I was just looking at my Goldeneye mount I just got back the other day and was wondering if there was anything I could do to remove a small spot of blood that is still on the feathers. one of our good friends just started doing taxidermy and he did a decent job on the mount but missed a spot of blood near the tail. what can I do to get rid of it? 

Also, I have a Bufflehead mount that is about 4-5 years old, the cheek patches are starting to turn a little yellow, is there anything I can do to clean it up a little?
Any information would be greatly appreciated.

thanks in advance,
DB808


----------



## Ebowhunter (Apr 5, 2000)

I would be tempted to trim or pull the feathers that are spotted. Blood removing chemicals involve wetting, rinsing, and drying which is difficult on a mounted bird.

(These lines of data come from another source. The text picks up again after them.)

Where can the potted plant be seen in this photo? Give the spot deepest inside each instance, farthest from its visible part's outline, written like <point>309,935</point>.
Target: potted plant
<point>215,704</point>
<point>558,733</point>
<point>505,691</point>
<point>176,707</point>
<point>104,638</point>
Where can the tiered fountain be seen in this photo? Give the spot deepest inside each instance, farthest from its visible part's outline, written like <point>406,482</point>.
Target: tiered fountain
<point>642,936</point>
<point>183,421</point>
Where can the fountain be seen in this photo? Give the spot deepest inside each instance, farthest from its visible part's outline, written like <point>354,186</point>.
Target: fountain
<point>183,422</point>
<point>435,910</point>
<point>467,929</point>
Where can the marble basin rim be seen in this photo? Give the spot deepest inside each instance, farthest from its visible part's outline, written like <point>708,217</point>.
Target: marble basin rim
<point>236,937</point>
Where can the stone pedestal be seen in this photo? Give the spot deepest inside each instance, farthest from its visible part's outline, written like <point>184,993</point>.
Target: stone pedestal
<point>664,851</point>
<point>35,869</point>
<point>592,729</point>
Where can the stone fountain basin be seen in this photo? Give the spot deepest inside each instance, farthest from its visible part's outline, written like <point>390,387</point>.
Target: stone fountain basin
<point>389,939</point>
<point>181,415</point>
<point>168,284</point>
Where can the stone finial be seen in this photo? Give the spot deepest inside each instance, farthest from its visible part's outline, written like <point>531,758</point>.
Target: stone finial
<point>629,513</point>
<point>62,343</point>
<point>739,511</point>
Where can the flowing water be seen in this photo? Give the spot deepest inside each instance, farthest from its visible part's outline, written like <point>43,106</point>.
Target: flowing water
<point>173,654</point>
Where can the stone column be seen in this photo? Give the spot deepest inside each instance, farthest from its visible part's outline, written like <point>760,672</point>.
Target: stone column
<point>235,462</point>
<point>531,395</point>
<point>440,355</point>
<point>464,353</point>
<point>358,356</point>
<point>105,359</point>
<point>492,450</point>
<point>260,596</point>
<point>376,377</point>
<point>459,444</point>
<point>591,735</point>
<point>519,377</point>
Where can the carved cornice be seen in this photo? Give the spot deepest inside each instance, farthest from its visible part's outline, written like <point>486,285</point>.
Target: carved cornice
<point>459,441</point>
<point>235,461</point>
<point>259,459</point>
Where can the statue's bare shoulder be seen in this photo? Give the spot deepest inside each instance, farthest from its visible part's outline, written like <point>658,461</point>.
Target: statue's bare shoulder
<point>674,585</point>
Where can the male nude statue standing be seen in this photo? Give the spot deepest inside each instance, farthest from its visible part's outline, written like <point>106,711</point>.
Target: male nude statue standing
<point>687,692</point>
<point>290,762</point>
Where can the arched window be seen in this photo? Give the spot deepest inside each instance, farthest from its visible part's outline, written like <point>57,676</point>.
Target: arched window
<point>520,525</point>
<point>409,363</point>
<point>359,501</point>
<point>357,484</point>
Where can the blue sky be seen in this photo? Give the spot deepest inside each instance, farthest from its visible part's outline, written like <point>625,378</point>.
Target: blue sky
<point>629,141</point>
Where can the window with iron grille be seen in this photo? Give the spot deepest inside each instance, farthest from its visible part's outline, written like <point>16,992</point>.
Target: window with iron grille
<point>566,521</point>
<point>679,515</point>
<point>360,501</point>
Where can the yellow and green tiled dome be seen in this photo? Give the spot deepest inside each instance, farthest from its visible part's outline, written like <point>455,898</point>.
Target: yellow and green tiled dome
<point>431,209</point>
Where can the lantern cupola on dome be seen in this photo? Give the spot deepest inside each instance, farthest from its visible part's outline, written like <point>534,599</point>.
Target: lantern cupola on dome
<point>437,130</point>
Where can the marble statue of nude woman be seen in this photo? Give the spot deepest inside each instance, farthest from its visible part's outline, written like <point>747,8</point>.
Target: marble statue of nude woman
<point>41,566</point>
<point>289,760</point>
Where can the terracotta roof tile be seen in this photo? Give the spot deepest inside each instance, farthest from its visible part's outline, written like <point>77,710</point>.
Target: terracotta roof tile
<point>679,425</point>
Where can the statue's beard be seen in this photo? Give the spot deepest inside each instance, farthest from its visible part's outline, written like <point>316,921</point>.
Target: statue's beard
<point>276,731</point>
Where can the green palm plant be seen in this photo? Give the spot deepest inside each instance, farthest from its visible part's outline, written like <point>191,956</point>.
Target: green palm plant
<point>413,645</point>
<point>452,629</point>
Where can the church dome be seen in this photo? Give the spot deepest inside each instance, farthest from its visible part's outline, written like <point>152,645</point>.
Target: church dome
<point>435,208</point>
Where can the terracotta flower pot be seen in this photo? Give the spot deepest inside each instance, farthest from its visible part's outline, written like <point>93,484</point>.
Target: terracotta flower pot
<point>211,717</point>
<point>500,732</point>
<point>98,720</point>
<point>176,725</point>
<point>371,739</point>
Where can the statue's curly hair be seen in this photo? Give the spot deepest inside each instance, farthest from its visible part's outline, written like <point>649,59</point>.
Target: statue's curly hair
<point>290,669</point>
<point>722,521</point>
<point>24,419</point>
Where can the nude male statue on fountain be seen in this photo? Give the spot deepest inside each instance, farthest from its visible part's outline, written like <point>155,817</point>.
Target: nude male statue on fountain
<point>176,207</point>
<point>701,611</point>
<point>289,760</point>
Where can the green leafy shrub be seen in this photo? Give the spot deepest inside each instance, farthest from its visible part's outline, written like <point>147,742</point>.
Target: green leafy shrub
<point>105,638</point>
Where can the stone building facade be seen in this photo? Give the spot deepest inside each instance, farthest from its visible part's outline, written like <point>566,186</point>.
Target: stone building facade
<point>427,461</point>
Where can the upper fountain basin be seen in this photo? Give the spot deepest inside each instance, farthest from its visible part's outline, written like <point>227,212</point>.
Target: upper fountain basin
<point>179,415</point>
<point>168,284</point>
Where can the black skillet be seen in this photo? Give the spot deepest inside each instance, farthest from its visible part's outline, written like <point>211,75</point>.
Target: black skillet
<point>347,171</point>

I am curious about the yellowing as yellowing is usually due to fat seeping and there is very little fat in the cheeks of waterfowl. Try some windex and let us know. Maybe some kerosene (very carefully, OUTSIDE).


----------



## duckbuster808 (Sep 9, 2005)

Ok...I will do that and let you know how it goes. thanks for the tip...The yellowing is also starting in the white feathers near the primaries on the buffleheads wing.....its not to the point where it is horribly yellow, but I want to kinda clean it up a little so it will last.
Thanks,

DB808


----------



## duckbuster808 (Sep 9, 2005)

Well I tried the Kerosene on the the cheeks and the windex on the back area....neither of them really made a difference....the kerosene helped a little more then the windex but it didn't give it back the true color I was hoping for...any other hints? As for the Goldeneye...I trimmed the feathers and that helped get rid of the problem.
Thanks,
DB808


----------